SQL to Lucene Index November 17, 2008Posted by Andre Vellino in Data Mining, Open Source, Search.
Ever wanted to create a Lucene index from the result of an SQL query? If so, you now have an open source option: LuSql. LuSql is a Java command-line tool developed by my colleague Glen Newton and as one of the first users of this tool I’m in a good position to give it a glowing review. From Glen’s announcement:
[LuSql] allows a user to control a number of parameters, including the SQL query to use, individual indexing/storage/term-vector nature of fields, analyzer, stop word list, and other tuning parameters. In its default mode it uses threading to take advantage of multiple cores.
LuSql can handle complex queries, allows for additional per record sub-queries, and has a plug-in architecture for arbitrary Lucene document manipulation. Its only dependencies are three Apache Commons libraries, the Lucene core itself, and a JDBC driver.

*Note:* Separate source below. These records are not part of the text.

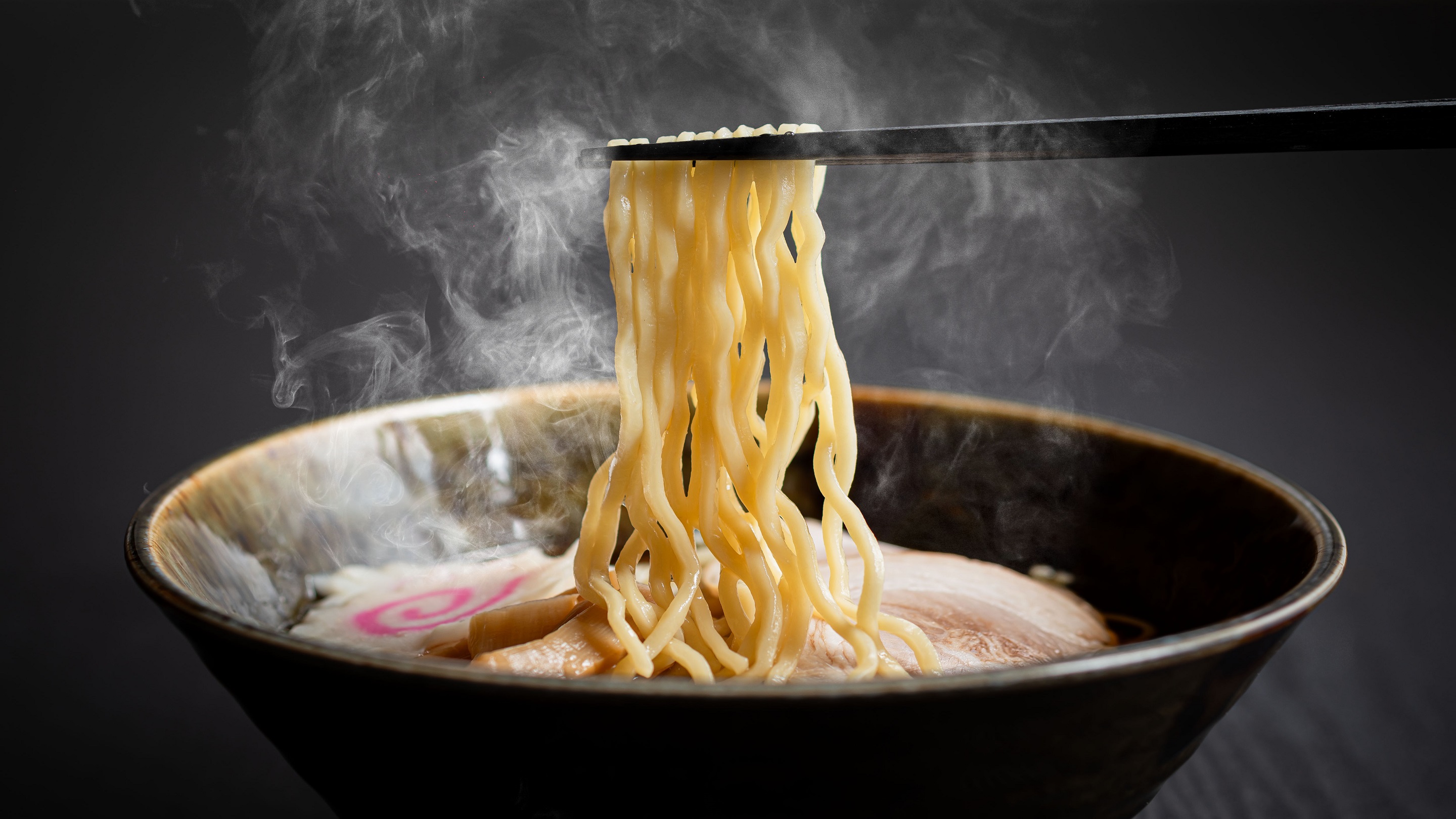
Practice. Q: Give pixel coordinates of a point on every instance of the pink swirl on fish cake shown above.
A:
(434, 608)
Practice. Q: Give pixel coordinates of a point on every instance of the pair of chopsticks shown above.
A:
(1420, 124)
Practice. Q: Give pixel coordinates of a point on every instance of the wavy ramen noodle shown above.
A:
(708, 291)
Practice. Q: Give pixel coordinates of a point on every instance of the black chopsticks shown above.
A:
(1419, 124)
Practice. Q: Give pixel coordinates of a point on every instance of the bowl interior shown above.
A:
(1148, 525)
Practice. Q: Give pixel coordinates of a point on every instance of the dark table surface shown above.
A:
(1312, 334)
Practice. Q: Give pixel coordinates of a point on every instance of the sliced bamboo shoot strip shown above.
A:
(512, 626)
(584, 646)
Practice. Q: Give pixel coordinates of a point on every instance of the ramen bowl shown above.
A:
(1219, 557)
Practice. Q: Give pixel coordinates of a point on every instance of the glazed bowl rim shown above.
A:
(1122, 661)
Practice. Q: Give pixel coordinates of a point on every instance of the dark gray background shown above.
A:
(1312, 336)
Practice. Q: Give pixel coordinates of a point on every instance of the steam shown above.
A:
(447, 133)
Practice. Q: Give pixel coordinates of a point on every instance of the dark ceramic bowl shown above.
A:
(1220, 557)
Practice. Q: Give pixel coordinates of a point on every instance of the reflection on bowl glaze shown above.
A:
(1222, 559)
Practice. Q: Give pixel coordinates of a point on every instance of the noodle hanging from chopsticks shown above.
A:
(707, 286)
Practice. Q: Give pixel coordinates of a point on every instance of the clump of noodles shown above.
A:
(707, 286)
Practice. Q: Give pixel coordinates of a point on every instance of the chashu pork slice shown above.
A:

First – why is this useful? Consider a highly normalized database, which, for the purposes of your application, is essentially static and read-only (for example, a bibliographic database) and for which you want Lucene-style indexing features (rank ordered search, term frequency counts, phrase queries, proximity queries etc.) Creating a Lucene index and having your application refer to it rather than the DB is often just what you need.
Secondly, programatically querying a Lucene index is more light-weight than a java persistence framwork like Hibernate. Typically, you don’t need the power of Hibernate to query a bibliographic DB, which you want to look at only in a fixed way (e.g. on a per-bibliographic item basis).
The hardest part in using LuSql is getting your DB query right and figuring out which Lucene options you want or need in your index. So you do need to understand Lucene indexes and, if you have a complex SQL query, to have your query well debugged before you invoke LuSql.
I so much prefer Lucene indexes over RDBs for my applications that I like to think of this tool as transforming lead into gold!